By Adam Peggs
This year’s Labour Party conference could see a major debate on the divisive role played by fee-paying private schools in society, with a motion around integration of private schools being potentially debated. The campaign behind the motion Abolish Eton has already been backed by numerous MPs, including Party Chair Ian Lavery, Rachel Reeves, Ed Miliband and former teachers Laura Smith and Thelma Walker.
The campaign and the potential conference debate could not be more timely. Britain’s education system is marked by sharp inequalities, with reforms to education in recent years among the factors driving poor outcomes for working class kids. The idea that all children might deserve equal chances in education, has always clashed with the structure of the UK’s school system. From middle-class dominated grammar schools, the relationship between academy-schools and class inequality and the dominance of private school alumni in the highest paid jobs, its clear that Britain’s school system is neither meritocratic or egalitarian.
At the top though, it is the role of private schools in shaping people’s economic chances that is key, with their former students an estimated 12 times more likely to get into ‘top jobs’. And private school alumni make more money each year than those with the same university education, let alone those who didn’t go to top universities. In practice the whole system of a minority of wealthy pupils attending elite schools, while the rest don’t, has helped to breed a society with ever-present inequalities in life chances.
The UK’s private schools are attended by some 6% of children, overwhelmingly from the very wealthiest households, with only among the richest 5% or so of households where a considerable number of children attend such a school. The idea that these children are simply more deserving should be called out as the nonsense that it is. The recognition that private education is causing social damage is far from fringe too, with nearly half of all voters believing private schools ‘harm Britain’ and only a small minority backing the status quo. However, the ‘nuclear option’ of scrapping all of the private schools appear to enjoy only slim levels of support.
A recently leaked document from the Labour Party purportedly advocated modest taxation of private schools, building slightly on the party’s existing commitments and raising an estimated £1.64bn a year in total. The plans were quickly decried as a ‘tax raid’ on private schools, ignoring that the revenue raised would be relatively small and that the tax reliefs further tip the balance in favour of elite schools.
The Times Education Supplement also published a piece which quotes the Executive Director of HMC (the Headmasters’ and Headmistresses’ Conference) at length, in which they mount a defense of the status quo. The quote lambasts the prospect of taxing higher education, arguing that it would be a ‘fundamental attack on parental choice’ before moving on to criticise policies which Labour has yet to advocate, such as reforming the university admissions system.
What Labour has discussed is effectively only a tweak to its existing plans to impose VAT on private school fees. The policy change in the leaked document only raises around £100 million more and does not exactly amount to a serious shift in thinking.

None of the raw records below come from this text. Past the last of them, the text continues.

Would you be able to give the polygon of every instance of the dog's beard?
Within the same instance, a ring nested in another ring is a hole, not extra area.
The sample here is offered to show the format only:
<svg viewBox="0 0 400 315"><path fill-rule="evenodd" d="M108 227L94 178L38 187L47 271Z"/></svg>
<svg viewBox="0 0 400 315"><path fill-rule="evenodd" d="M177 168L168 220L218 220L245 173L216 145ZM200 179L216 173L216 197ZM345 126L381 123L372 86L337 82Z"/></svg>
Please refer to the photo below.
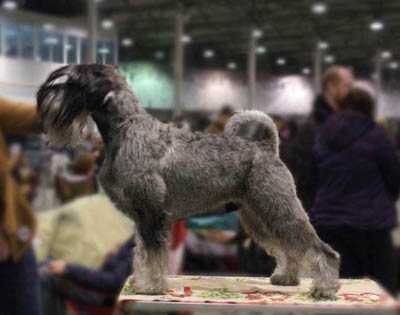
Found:
<svg viewBox="0 0 400 315"><path fill-rule="evenodd" d="M47 142L55 148L76 146L86 126L88 113L80 113L70 124L62 124L60 116L65 115L68 108L63 104L63 93L52 94L46 97L41 107L43 129L47 135Z"/></svg>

If we were to try to flesh out a policy agenda in this area, we might at least add ending the remaining subsidies worth over £200m to private schools – along with efforts to address the unfair advantage private school alumni have in later life. It might also involve questioning the idea that the standard rate of VAT – 20% – is a sufficient level to impose on private school fees. If elite schools are drastically tipping the scales in favour of their pupils why should they only be taxed at the same rate as consumer goods?
The idea of addressing the advantages of private school leavers has been covered in the work of Francis Green and David Kynaston who discuss the option of contextual admissions (at least for the leading universities). This would involve considering private education as something that gives a candidate an advantage over other applicants. But this ignores that many of the economic benefits of an elite education do not accrue at university, but later in working life. Even if a similar approach were applied to the best paid public sector jobs, it is not clear that this would level out the economic advantages of those with a private education. This would suggest there are good reasons to believe that more significant change is needed.
Taxing private schools should not just be about getting the privileged to pay a fairer share, but building an education system that doesn’t separate children on the basis of their parent’s class. Remunerating state schools for the far-reaching privileges enjoyed by private schools would be a serious step forward, but it should not be mistaken for a complete solution. A strategy which hinges solely on having normal levels of taxation for private schools could be one which is broadly accepting of the gross differences in quality of life between rich and poor.
There are other options, such as aping Finland’s ban on private school fees, passing numerous reforms to ‘balance out’ their advantages or imposing discouragingly high taxes on the independent schools. After all, why charge just the standard VAT on a form of schooling which entrenches inequality? And if we can tax their fees, why not tax their assets with a mansion tax for Eton College. If the great class divide in education is to be addressed these kinds of options surely ought to remain on the table.
The Labour government of ‘74-’79, the last Labour government to pursue an actively redistributive programme, made ultimately unsuccessful commitments to address the unfair privilege and ‘divisive influence’ of fee-paying schools. Though it should be noted that by 1976 they had begun the process of turning some 46 ‘direct grant’ private schools into comprehensives. Since those days the work of injecting some equity into the system has remained largely on pause, now it is surely time to resume that work.